Jun 21, 2010

Haghpat Monastery, Armenia, 18 June 2010

Haghpat monastery was founded, like Sanahin Monastery, by Queen Khosrovanush around 1000.

Haghpat was major literary center, and maintained rich feudal lands until the monastery properties were confiscated by the Russian Empire in the 19th c.

Haghpat and Sanahin Monastery are included in the UNESCO World Heritage List based on the following arguments: These two Byzantine monasteries in the Tumanian region from the period of prosperity during the Kiurikian dynasty (10th to 13th century) were important centres of learning. Sanahin was renowned for its school of illuminators and calligraphers. The two monastic complexes represent the highest flowering of Armenian religious architecture, whose unique style developed from a blending of elements of Byzantine ecclesiastical architecture and the traditional vernacular architecture of the Caucasian region.


Sourb Nshan (Holy Sign of the Cross) church


The 1245 bell-tower in Haghpat. Its first storey is cross-shaped in the plan, and the second one rectangular, with the angles cut off.


Some details from the bell-tower


Munumental sculptural group of Kings Kyurike and Smbat in the severe and majestic eastern facade of Amenaprkich church. The first high-relief representation of human figures with a model of a church in Armenia.

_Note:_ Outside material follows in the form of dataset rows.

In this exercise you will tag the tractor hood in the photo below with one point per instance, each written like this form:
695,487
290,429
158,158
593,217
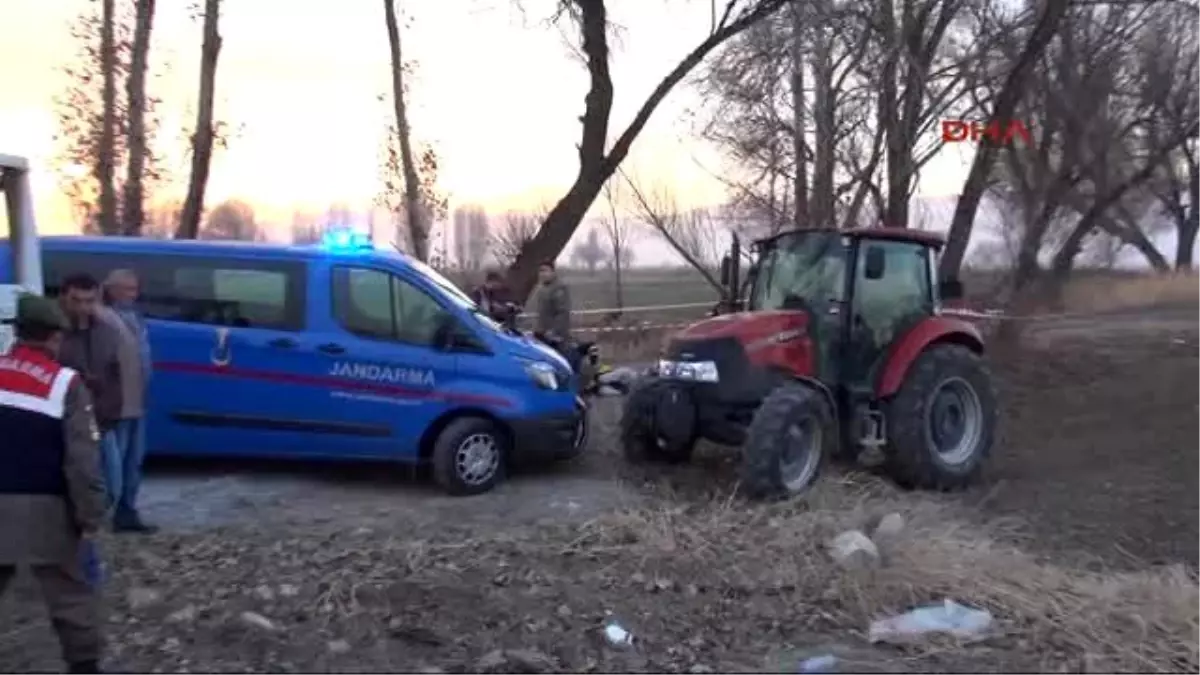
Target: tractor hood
749,328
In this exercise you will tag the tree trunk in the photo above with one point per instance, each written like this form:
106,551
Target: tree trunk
621,285
1191,225
418,230
597,166
202,138
821,209
1051,15
132,211
106,156
801,180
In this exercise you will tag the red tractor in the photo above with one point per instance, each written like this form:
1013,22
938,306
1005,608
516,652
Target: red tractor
838,345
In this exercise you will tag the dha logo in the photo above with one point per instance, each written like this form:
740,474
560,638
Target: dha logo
997,132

View over the landscape from the monastry

Sanahin Monastery, Armenia, 18 June 2010


Amenaprkich (Holy Redeemer) church





Monastery interior


Entrance to the main church with two Khachkars (cross-stones)

Haghpat and Sanahin Monastery is situated in the Debed canyon close to Alaverdi, the last of major industrial towns with their ruin of enormous soviet industrial complexes, situated on the road along the Debed River from Yerevan to Tbilisi. We decided to visit both monasteries on our way from Yerevan back to Tbilisi.

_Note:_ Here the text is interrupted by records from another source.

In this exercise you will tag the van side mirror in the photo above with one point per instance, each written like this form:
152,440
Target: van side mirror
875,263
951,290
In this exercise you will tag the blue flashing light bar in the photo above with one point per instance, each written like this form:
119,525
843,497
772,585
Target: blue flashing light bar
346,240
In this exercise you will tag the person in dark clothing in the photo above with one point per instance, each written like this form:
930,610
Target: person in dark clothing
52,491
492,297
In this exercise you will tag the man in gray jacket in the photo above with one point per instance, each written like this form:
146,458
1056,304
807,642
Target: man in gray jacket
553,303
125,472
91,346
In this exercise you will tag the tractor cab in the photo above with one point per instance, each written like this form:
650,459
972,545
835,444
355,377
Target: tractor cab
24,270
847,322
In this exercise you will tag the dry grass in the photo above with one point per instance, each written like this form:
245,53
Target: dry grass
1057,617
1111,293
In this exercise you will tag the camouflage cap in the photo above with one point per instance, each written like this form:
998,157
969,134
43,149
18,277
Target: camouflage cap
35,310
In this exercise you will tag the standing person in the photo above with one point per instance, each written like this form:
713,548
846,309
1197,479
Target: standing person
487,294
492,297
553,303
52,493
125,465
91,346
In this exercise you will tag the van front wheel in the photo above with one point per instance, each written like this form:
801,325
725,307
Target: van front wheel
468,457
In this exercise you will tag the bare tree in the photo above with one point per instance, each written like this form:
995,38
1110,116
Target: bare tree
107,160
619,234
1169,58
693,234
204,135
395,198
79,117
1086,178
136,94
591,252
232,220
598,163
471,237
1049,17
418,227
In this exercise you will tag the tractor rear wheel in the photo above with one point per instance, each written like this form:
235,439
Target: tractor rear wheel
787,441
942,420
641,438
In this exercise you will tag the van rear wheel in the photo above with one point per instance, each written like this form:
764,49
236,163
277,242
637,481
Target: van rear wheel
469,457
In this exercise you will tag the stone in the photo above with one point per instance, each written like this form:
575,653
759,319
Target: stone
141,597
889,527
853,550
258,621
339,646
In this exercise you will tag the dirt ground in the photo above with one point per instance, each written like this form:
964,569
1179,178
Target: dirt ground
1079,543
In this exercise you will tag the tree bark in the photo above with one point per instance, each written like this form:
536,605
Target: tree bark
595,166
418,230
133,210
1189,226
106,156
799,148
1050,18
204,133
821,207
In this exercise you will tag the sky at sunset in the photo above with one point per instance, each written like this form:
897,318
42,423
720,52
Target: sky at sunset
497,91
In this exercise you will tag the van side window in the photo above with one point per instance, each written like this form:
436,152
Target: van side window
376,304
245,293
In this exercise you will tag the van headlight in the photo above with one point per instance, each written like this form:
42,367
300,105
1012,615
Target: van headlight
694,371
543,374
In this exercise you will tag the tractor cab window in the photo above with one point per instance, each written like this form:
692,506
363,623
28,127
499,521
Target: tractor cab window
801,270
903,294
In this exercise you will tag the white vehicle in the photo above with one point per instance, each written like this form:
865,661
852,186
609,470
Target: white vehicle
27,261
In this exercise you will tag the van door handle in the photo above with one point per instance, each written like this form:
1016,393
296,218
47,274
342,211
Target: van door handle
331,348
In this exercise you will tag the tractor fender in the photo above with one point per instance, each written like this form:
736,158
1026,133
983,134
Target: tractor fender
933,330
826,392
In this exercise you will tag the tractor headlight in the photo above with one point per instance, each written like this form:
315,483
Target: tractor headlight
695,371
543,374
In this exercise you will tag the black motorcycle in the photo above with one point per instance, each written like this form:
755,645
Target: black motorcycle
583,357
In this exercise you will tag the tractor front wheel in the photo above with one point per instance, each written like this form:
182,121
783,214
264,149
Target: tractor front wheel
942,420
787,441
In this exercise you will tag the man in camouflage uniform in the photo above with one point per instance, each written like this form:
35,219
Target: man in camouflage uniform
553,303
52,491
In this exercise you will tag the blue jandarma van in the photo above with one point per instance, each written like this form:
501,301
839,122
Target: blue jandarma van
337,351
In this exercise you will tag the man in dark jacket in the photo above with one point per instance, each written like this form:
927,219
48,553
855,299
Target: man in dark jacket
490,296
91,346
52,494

The exact date of the foundation of Sanahin and Haghpat is unknown, but is estimated to before year 1000.

In the monasteries, humanitarian sciences and medicine were studied, scientific treatises written and paintings, most miniatures, created.

Built in the monasteries over three centuries were more than 20 various churches and chapels, bell-towers, the building of the Academy, book depositories, refectories, galleries, bridges and other monumental structures, to say nothing of numerous dwelling and service premises.

The main monastery buildings are grouped around their chief temples, forming integral architectural organisms.

Sanahin and Haghpat complexes have in common are not only the compositional features of various structures. The architectural details and decoration of the monuments, which belong to the same epoch, have much in common and are even exactly alike in some cases, which give ground to presume that they were created by craftsmen of the same school.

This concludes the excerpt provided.